You’re constantly striving to be perfect at it, even though you know that’s impossible. The pressure to make everything work financially is unbelievably high, and the only time you get a break is when you’re finally able to crawl into bed at the end of the day.

Your bosses? Totally demanding, sometimes unreasonably so. But you still work hard because you know you can’t let them down. Oh, and you don’t even get paid for it. At the same time, it’s the most rewarding, humbling and incredible job on the planet. 

Heather Tritten

If this is starting to sound familiar, you may be a parent.

These days, the job of being a parent in Colorado has gotten even more difficult because the costs of everything from rent to child care are skyrocketing. 

With parents facing so many financial challenges, it’s great to see legislators finding ways to put more money in their pockets with the Helping Colorado Families Get Ahead Act (House Bill-1203).

This bill would boost the incomes of hard-working parents across the state by expanding and funding important tax credits at the state level that they already get on their federal taxes.

Unfortunately, too often the tax code is a barrier for parents to overcome rather than a tool to help them get ahead. In addition to complexities everyone must deal with when we file, our tax system is set up to benefit the wealthiest business owners and the richest Coloradans. 

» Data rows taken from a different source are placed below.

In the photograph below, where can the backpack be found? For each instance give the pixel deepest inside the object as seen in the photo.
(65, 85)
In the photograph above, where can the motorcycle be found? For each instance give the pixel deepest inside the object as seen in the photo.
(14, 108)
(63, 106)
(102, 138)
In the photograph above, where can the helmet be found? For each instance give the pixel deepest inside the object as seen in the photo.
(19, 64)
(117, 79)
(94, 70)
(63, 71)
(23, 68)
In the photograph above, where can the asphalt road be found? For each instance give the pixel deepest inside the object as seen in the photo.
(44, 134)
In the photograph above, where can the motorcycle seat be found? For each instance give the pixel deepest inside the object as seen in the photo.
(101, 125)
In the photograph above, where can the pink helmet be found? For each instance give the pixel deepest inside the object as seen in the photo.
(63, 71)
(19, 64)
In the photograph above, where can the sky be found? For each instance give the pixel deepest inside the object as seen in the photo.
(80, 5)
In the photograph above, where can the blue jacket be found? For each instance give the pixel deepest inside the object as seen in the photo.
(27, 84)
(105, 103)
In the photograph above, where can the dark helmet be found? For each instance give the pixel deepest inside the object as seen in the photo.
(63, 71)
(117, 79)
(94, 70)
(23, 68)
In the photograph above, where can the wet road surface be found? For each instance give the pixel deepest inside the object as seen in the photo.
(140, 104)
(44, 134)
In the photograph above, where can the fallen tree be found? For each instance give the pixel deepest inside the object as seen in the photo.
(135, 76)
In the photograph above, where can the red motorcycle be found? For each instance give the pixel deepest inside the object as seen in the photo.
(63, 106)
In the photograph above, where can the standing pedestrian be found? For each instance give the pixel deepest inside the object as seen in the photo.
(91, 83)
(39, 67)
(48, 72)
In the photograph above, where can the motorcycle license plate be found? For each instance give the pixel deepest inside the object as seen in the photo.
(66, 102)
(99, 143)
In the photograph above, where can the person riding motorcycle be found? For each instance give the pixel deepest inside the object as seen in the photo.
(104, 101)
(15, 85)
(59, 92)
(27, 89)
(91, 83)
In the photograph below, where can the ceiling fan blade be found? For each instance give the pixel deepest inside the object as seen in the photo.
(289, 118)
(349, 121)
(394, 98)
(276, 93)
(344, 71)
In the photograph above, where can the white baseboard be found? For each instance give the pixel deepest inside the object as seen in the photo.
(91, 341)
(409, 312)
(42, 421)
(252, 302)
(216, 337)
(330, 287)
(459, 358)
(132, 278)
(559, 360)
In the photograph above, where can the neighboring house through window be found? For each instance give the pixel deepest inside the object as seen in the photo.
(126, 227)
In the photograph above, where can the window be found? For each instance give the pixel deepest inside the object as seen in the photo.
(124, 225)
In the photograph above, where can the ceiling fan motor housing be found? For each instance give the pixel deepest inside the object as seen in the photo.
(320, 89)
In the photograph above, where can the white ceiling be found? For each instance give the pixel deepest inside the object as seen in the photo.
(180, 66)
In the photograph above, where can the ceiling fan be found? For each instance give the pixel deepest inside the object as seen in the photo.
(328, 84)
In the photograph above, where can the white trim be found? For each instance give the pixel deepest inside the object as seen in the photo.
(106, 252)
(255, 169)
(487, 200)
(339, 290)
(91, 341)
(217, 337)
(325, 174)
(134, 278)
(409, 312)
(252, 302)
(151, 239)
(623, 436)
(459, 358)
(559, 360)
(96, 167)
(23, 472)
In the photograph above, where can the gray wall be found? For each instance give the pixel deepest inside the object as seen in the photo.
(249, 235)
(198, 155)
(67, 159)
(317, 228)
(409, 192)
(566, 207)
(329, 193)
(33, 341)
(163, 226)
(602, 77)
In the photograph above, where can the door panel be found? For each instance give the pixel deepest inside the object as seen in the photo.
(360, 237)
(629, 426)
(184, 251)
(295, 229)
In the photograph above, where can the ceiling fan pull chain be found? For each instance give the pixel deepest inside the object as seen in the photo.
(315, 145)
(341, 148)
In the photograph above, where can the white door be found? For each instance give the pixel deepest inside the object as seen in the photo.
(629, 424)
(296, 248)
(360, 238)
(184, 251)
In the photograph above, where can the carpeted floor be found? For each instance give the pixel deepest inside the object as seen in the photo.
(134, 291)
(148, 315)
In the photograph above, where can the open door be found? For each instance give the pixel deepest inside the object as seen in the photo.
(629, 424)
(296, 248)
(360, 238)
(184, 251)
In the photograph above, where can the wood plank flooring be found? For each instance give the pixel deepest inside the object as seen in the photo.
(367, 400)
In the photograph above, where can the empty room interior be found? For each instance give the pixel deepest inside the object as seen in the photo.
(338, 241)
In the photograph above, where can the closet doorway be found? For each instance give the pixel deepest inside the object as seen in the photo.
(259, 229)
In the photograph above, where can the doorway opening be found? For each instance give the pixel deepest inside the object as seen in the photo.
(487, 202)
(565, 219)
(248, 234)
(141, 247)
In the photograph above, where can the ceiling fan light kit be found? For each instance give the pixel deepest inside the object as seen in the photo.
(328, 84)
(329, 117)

With the tax law Congress passed in 2017, parents got a mixed bag. On the one hand, Congress improved the Child Tax Credit (one of the two state-level credits HB-1203 seeks to expand), but on the other, they created more loopholes and benefits that disproportionately benefit those who need it the least. 

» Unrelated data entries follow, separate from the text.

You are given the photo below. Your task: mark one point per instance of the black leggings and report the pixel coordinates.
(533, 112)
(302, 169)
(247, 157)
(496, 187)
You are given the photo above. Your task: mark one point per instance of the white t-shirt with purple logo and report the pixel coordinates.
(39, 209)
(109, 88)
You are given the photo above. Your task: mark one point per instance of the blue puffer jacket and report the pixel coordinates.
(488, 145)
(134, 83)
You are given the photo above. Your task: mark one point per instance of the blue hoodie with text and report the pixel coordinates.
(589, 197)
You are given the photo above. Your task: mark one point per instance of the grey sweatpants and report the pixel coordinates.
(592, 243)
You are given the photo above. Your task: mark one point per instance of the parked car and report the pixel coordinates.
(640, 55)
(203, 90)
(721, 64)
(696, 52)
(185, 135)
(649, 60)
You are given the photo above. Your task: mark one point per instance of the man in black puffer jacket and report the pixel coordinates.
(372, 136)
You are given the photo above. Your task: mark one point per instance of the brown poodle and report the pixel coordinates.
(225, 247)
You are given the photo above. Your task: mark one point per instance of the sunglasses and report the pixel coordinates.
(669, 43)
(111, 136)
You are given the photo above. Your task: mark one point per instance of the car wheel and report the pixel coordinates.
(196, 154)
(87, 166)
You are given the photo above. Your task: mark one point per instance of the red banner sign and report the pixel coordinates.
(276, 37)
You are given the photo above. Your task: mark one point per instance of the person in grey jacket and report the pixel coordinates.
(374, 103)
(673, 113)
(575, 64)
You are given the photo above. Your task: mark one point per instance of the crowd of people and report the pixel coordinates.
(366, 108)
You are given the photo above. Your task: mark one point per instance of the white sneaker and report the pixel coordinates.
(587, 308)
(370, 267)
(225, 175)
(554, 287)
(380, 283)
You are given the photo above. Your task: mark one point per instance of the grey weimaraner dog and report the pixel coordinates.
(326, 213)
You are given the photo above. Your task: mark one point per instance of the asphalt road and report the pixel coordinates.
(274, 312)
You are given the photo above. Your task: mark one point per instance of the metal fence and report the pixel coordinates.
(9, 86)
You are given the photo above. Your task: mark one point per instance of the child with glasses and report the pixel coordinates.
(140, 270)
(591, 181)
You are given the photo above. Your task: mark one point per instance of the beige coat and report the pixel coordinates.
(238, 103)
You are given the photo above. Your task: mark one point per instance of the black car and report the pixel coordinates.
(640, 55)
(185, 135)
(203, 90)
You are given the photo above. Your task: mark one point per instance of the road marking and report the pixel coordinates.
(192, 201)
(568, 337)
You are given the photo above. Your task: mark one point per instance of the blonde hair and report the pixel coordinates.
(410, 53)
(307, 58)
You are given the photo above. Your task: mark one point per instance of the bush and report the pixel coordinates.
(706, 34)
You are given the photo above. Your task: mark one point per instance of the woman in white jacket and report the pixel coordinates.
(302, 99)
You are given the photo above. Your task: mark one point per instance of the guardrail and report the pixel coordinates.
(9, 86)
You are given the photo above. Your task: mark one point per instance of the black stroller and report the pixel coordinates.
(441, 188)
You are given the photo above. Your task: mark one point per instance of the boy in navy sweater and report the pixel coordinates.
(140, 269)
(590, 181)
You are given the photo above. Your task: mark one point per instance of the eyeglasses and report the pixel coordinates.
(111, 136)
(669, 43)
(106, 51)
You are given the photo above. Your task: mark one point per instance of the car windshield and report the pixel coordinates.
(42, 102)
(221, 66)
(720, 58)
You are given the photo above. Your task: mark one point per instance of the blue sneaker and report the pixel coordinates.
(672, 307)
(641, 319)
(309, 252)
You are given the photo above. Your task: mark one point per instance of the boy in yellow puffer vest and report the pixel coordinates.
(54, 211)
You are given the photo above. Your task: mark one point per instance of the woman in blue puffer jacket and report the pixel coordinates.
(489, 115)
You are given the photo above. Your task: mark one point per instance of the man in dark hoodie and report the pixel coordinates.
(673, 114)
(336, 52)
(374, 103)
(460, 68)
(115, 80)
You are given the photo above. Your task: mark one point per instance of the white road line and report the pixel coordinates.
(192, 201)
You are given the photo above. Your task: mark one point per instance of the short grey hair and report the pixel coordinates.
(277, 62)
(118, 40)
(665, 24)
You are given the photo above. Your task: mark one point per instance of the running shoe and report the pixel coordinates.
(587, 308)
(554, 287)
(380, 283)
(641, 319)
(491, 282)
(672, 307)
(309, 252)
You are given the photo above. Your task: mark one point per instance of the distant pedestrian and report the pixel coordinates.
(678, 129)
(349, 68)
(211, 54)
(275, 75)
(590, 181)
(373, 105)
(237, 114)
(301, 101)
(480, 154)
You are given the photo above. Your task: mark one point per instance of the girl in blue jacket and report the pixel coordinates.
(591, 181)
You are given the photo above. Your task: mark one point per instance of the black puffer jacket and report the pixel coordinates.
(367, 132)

READ: Colorado Sun opinion columnists.

Analysis from national tax experts shows one new loophole gives nearly two-thirds of the benefits to the richest 5% of Colorado business owners.

If lawmakers pass the Helping Colorado Families Get Ahead Act, they would be closing that loophole at the state level (business owners would continue to get the federal deduction until it expires in 2026), and use the tax dollars saved to fund the state Child Tax Credit and double the state Earned Income Tax Credit.

Researchers point to those credits as being instrumental in the economic mobility of families who work low-wage jobs, but the benefits are more far-reaching than just getting a bigger tax refund.

Kids of families who receive them live healthier lives, do better in school, are more likely to go on to college (carrying less student debt when they get there), and are even more likely to earn higher incomes when they grow up.

With so many Colorado parents already working hard to be great at the toughest job there is, it’s nice to see legislators looking at ways to remove some of the barriers to their financial success. 

The House Finance Committee is meeting on Monday to consider HB-1203. The members of that committee and the rest of the legislature should vote to make the bill law and do exactly what the bill’s name says: help Colorado families get ahead.

Heather Tritten is the Executive Director of Parent Possible, a nonprofit that promotes and supports evidence-based, high-quality programs focused on parents of young children. She lives in Denver.